The utility of mobile devices has constantly been changing in our lives. The mindset of users has changed from “what else can be done” using mobile devices to “how much can be done”. They are keen to know how much information can be gathered in lesser time. In this way, the latest bid of Yahoo! to buy Summly has been a calculated move to comply with the changing trends in technology.

Until now, most of the online content and pages were designed in a manner to suit browsing with mouse. And there was a need to develop technologies so that the content could be skimmed through using smartphones and tablets. Summly brought a revolution in this segment, coming up with snapshots of news stories, thus giving a simple approach to read the news at an ultra-fast speed.

Yahoo! Inc. (NASDAQ:YHOO) has revealed that it will abandon the existing Summly app and mix it up with the company’s content processing tools already in use across verticals, especially in mobile applications.
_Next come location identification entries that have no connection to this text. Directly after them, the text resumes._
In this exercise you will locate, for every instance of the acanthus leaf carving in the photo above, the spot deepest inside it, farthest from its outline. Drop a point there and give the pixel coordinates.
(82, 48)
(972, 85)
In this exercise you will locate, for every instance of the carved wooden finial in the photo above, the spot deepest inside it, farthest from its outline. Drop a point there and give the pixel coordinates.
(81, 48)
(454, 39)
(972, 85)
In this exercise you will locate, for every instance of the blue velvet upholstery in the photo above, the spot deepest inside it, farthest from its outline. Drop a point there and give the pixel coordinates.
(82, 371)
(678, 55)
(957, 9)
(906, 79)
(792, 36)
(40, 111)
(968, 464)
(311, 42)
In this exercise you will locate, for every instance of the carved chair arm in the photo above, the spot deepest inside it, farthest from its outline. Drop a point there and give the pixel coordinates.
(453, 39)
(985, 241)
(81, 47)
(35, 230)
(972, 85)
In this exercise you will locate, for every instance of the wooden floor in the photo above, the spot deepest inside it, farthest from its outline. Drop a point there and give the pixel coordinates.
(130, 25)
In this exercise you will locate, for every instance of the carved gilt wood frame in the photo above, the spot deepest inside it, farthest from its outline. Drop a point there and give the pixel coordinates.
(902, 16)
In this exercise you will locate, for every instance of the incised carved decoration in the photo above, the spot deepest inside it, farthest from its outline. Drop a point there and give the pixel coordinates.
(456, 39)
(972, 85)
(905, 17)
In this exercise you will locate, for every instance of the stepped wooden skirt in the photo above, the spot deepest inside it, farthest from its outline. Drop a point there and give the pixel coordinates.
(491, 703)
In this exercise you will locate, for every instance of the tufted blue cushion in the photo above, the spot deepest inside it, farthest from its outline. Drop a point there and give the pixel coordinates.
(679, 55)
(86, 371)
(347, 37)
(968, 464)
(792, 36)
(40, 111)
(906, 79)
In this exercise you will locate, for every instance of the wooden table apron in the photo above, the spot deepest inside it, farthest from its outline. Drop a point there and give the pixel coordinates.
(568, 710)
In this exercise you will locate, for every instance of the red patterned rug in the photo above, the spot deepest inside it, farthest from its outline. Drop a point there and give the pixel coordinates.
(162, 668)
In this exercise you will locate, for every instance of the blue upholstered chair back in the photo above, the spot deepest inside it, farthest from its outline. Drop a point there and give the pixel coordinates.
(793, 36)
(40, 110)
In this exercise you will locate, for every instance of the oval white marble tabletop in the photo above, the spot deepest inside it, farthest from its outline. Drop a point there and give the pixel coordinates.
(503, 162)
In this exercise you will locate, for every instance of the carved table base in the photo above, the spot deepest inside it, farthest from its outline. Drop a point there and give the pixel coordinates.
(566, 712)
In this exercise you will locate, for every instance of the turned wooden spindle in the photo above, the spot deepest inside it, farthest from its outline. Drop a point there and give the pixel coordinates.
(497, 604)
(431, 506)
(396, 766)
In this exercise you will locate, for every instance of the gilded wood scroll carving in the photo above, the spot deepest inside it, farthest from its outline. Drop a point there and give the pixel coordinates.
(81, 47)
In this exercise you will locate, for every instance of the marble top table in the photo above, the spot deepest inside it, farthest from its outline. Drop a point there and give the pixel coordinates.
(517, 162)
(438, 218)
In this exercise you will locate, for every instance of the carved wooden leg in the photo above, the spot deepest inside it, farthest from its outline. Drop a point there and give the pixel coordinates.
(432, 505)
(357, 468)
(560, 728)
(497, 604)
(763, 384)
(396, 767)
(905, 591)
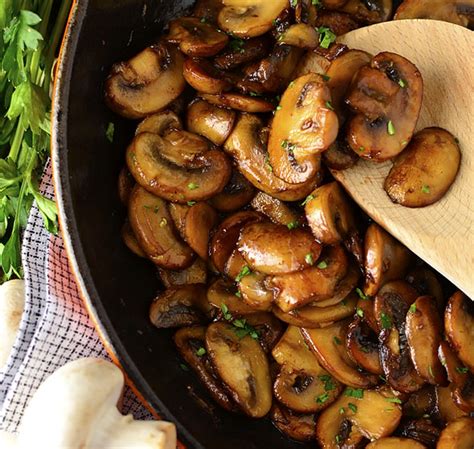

The response of Yahoo!’s competitors is to be seen in coming times. But at this moment, the company is sending out a strong signal that it has the same crave for expansion and diversification in the online content space as Google Inc (NASDAQ:GOOG) and Facebook Inc (NASDAQ:FB) possess.

Marissa Mayer’s efforts in 2012 have been strengthening Yahoo!’s position in the digital content space, and the internet giant has steadily shifted its strategies toward mobile devices. Mayer’s former company, Google, is already an established name in this segment. While her ex-colleague at Google, Sheryl Sandberg, now COO at Facebook, has also shown her intent to pursue content products strategies more aggressively.

Google and Facebook, who have eclipsed Yahoo! by some distance in the mobile content sphere, will leave no stone unturned to counter Yahoo!’s refurbished strategies. But, Yahoo! has one advantage over others, especially over Google, in the form of Marissa Mayer, who used to take care of Google’s user experience and search products strategies as its Vice President. She is in a better position to guess Google’s move as she knows the firm inside out.